Abstract Details

Title All-cause Mortality in Patient with Chronic Inflammatory Demyelinating Polyneuropathy after Immunomodulatory Therapy versus No Treatment

Topic Autoimmune Neurology

Presentation(s) Autoimmune Neurology Posters (7:00 AM-5:00 PM)

Poster/Presentation
Number 061

Objective

To compare all-cause mortality rate in patients with chronic inflammatory demyelinating polyneuropathy (CIDP) who received immunomodulatory therapy versus no treatment.

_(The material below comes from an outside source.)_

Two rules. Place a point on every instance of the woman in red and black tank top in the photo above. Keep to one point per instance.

Background CIDP is a progressive disease with high risk of relapse, however, the advent of immunomodulatory therapies has improved the disease course and outcomes. The effect of immunomodulatory therapy on all-cause mortality in patients with CIDP is unknown.

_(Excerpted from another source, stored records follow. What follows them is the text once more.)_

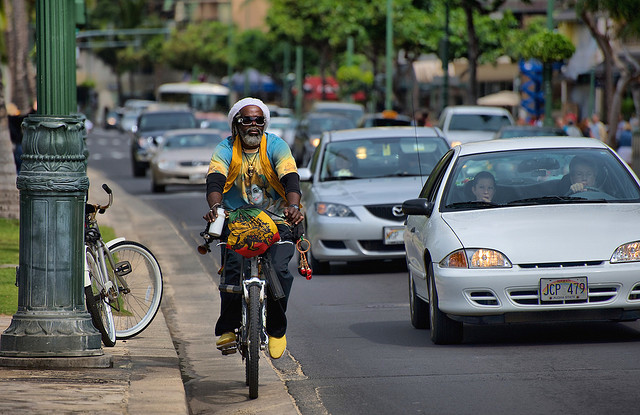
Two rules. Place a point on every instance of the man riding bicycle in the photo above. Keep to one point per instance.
(254, 167)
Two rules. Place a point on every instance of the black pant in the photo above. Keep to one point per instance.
(231, 307)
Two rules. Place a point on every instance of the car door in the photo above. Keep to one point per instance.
(417, 225)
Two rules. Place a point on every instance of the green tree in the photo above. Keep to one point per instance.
(623, 24)
(119, 14)
(204, 45)
(307, 23)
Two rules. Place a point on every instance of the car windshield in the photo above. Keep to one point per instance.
(530, 132)
(381, 157)
(192, 140)
(166, 121)
(319, 125)
(538, 176)
(478, 122)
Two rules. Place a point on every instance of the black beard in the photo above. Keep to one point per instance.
(251, 140)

Design/Methods We designed a retrospective study using the Statewide Planning and Research Cooperative System (SPARCS) database to identify patients with CIDP. Data were pooled on demographics, comorbidities, treatment status, and all-cause mortality. Statistical analyses were performed using univariate and multivariate regression models.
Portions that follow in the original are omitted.